Most people don’t know their neighbours’ first names

Younger people "significantly more isolated" from those who live nearby but look them up more on social networking sites

Alex Johnson
Monday 14 October 2013 11:28 BST
Ann Mitchell  as Cora Cross, Rudolph Walker as Patrick Trueman and Tessa Wyatt as Betty during filming of the BBC programme EastEnders
Ann Mitchell as Cora Cross, Rudolph Walker as Patrick Trueman and Tessa Wyatt as Betty during filming of the BBC programme EastEnders

Around 17 per cent of people say that they have not spoken to any of their neighbours in over a month - this figure rises to three in ten of those aged between 18 and 34.

Meanwhile, 51 per cent of those with neighbours admit they don't know their first names, according to research from Churchill Home Insurance, while 70 per cent are unaware of their full names.

The findings also show that:

* over a third of people would not even recognise their neighbours in person

* nearly three quarters do not know what their next door neighbours do for a living

* 61 per cent can't remember how long their neighbours have lived next door

Just over 40 per cent were had no idea if their neighbours have children, the figure rising to 47 per cent when it came to pets.

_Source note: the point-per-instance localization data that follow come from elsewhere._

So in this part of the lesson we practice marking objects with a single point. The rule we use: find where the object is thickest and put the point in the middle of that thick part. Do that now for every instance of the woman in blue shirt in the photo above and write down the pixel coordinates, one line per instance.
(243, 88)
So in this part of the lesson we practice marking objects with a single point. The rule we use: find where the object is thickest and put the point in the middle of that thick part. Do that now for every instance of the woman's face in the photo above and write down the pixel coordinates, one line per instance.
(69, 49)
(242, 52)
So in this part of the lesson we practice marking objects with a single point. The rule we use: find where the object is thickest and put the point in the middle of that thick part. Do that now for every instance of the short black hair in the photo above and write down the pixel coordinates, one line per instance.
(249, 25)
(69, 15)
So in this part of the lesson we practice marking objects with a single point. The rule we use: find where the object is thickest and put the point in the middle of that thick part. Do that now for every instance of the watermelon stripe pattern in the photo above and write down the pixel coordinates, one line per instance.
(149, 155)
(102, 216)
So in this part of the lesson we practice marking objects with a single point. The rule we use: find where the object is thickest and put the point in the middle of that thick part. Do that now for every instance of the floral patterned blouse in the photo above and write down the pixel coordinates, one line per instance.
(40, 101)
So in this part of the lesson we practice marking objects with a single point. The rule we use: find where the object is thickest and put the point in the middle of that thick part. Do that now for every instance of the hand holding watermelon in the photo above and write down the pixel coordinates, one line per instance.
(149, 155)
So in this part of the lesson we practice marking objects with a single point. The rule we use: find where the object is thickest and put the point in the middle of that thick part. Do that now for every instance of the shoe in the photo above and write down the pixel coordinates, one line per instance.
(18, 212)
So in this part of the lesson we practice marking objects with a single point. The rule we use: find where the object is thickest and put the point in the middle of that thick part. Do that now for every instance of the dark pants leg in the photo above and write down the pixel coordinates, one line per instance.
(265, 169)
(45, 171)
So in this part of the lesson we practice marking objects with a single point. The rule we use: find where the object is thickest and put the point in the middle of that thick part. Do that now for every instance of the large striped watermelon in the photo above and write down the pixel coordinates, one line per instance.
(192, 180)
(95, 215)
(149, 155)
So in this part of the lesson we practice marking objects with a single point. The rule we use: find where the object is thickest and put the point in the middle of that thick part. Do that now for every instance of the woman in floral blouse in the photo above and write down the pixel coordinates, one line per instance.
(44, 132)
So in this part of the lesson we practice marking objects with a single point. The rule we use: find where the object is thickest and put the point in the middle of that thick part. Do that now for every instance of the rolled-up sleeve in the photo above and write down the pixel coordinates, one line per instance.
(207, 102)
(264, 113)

"Relationships with our neighbours have changed significantly over the years because the way we live, work and socialise has evolved," said Martin Scott, head of Churchill home insurance. "We move homes more frequently, spend a lot less time communicating face to face and are more cautious about who we welcome into our homes. As a result, we know very little about our neighbours, as we all get on with our own busy lives.

"The lack of trust and familiarity between neighbours does have implications. People may be less willing and less able to watch out for each other - realising there is a stranger on a neighbour’s property is very difficult if we cannot recognise the person who lives there."

Indeed, less than a third would call their neighbours 'friends', falling to 18 per cent for those aged 18-34. In fact 13 per cent of people say they distrust, dislike or deliberately avoid their next door neighbours.

Although the research suggests that younger people are "significantly more isolated" from those they share a street or building with, they are also more likely to have used social networking sites and search engines to find information about their neighbours. On average, eight per cent of all UK adults admit to having done this, compared to 15 per cent of those aged 18-34.